So much has happened this past week, and so much of it was good.

For starters, I helped host the quaint wee spaghetti dinner for the town, the purpose of which was to inform the masses about the new zoning bylaw changes they might or might not vote in at town meeting later this month. Much to my surprise, tons of people showed up! Lots and lots! Like, over 200! Holy civic-mindedness! And they didn't even seem to mind that they were being fed penne, not spaghetti, at a spaghetti dinner!

Someone at the dinner introduced me to his somewhat frail, 90-year-old mother, who I immediately recognized as my old kindergarten teacher. And she recognized me right back, in great detail. She asked after my two older brothers -- who never had her as a teacher -- by name. Then she grabbed my arm and drew my head near to hers, and told me, sotto voce, that I come from "a very good line of people" and to be sure to live up to that. She then grabbed her son's arm, and told him, "this girl's mother is a tremendously fantastic woman."

Wow. I don't know what I or my mother did to earn Mrs. Kennedy's favor, but I have to say that it kind of totally made my night.

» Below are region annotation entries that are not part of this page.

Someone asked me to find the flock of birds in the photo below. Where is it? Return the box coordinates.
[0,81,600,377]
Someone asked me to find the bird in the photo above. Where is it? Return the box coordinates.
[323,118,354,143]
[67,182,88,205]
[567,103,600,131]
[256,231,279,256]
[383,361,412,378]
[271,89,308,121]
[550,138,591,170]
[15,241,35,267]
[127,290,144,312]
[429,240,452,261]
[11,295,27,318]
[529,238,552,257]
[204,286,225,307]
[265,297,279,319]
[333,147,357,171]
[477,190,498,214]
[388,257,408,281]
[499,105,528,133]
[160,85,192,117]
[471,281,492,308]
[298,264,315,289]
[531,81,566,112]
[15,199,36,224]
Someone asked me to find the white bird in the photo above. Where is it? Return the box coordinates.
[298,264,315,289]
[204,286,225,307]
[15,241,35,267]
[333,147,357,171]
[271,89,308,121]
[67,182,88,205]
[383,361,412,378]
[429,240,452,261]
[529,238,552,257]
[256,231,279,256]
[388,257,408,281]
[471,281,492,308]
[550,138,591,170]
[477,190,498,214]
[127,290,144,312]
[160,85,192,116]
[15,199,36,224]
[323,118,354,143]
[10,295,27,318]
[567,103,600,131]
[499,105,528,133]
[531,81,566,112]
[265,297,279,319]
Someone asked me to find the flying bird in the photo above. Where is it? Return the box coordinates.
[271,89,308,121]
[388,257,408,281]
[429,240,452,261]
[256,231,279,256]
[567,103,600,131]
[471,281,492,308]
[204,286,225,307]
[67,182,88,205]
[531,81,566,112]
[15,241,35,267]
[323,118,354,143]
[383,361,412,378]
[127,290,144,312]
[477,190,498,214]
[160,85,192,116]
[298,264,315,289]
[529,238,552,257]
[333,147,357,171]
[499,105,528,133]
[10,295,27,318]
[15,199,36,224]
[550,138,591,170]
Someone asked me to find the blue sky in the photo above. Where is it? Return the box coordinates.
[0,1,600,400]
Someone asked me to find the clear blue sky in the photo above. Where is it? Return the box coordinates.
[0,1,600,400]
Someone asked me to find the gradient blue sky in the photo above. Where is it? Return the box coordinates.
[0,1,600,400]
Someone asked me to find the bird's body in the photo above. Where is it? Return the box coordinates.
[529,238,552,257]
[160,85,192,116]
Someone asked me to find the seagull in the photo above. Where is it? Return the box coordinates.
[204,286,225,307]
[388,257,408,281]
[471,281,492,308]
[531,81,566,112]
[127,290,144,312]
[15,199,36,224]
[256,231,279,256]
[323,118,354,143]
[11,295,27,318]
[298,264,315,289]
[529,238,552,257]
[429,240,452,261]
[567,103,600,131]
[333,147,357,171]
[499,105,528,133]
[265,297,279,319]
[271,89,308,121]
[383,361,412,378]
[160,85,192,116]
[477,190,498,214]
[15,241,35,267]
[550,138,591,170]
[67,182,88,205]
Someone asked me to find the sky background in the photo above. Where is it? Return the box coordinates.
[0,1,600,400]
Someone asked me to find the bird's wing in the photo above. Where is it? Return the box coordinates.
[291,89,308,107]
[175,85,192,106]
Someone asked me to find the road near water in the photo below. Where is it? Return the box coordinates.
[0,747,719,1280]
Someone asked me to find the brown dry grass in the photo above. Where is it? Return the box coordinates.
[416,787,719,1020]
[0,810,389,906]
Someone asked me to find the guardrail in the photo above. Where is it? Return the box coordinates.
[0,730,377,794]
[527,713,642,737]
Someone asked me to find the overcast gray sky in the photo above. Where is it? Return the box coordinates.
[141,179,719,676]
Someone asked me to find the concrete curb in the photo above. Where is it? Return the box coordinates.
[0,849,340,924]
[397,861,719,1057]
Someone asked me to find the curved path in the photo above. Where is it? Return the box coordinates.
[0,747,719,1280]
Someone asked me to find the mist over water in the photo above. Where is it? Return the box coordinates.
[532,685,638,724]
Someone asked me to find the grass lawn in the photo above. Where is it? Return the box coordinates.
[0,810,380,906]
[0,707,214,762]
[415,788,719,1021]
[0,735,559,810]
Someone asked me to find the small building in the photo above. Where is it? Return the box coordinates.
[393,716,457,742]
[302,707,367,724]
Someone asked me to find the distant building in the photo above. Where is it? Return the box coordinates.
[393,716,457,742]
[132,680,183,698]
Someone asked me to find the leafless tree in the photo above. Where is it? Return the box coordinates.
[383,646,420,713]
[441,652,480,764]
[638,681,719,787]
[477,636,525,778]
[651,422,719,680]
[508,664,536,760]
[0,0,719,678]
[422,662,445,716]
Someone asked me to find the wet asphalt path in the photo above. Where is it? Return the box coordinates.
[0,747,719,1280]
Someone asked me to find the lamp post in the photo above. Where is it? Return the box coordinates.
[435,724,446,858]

The next day, Matt informed me that he had tickets to the Yankees game for that night. Really excellent tickets. So we drove to New York City, watched the game from our incredibly awesome seats behind home plate, and then drove back home. It's about four and a half hours each way. I felt like a rock star, and the Yankees won. God but I love Yankee Stadium.

I'll admit that I had misgivings about going to NYC on the last day of the RNC, the day Bush was to speak, during a week of escalating protests. I'm a little squeamish, because I'm superstitious, and the last time we went to Yankee Stadium was September 11, 2001. It was, of course, yet another strikingly gorgeous, bright-blue-sky, beautiful-day-for-baseball September day. I wore my old Paul O'Neill t-shirt that I had bought that day, now extremely faded. I'm happy to report that nothing tragic happened, and I feel somewhat redeemed. Or at least a little less like an ominous harbinger, less like a crow of doom.

And honestly, how great is it to drive five hours to see a ball game on a whim, then drive back home that night? Pretty freaking awesome, that's how great.

Then, last night, after a long, calm conversation with a lovely gal Matt works with who is, not surprisingly, a Red Sox fan, during which we discussed the simple and exquisite beauty of the game of baseball, and the enjoyment to be derived from watching some of its finest practitioners (we named several players on both teams, and no, I won't tell you who I admire on the Red Sox team), we ordered our third shot of tequila, looked each other in the eyes, and gravely toasted to the Yankees and the Red Sox. And also Duran Duran.

Well, we had had a lot of tequila. You know how it is.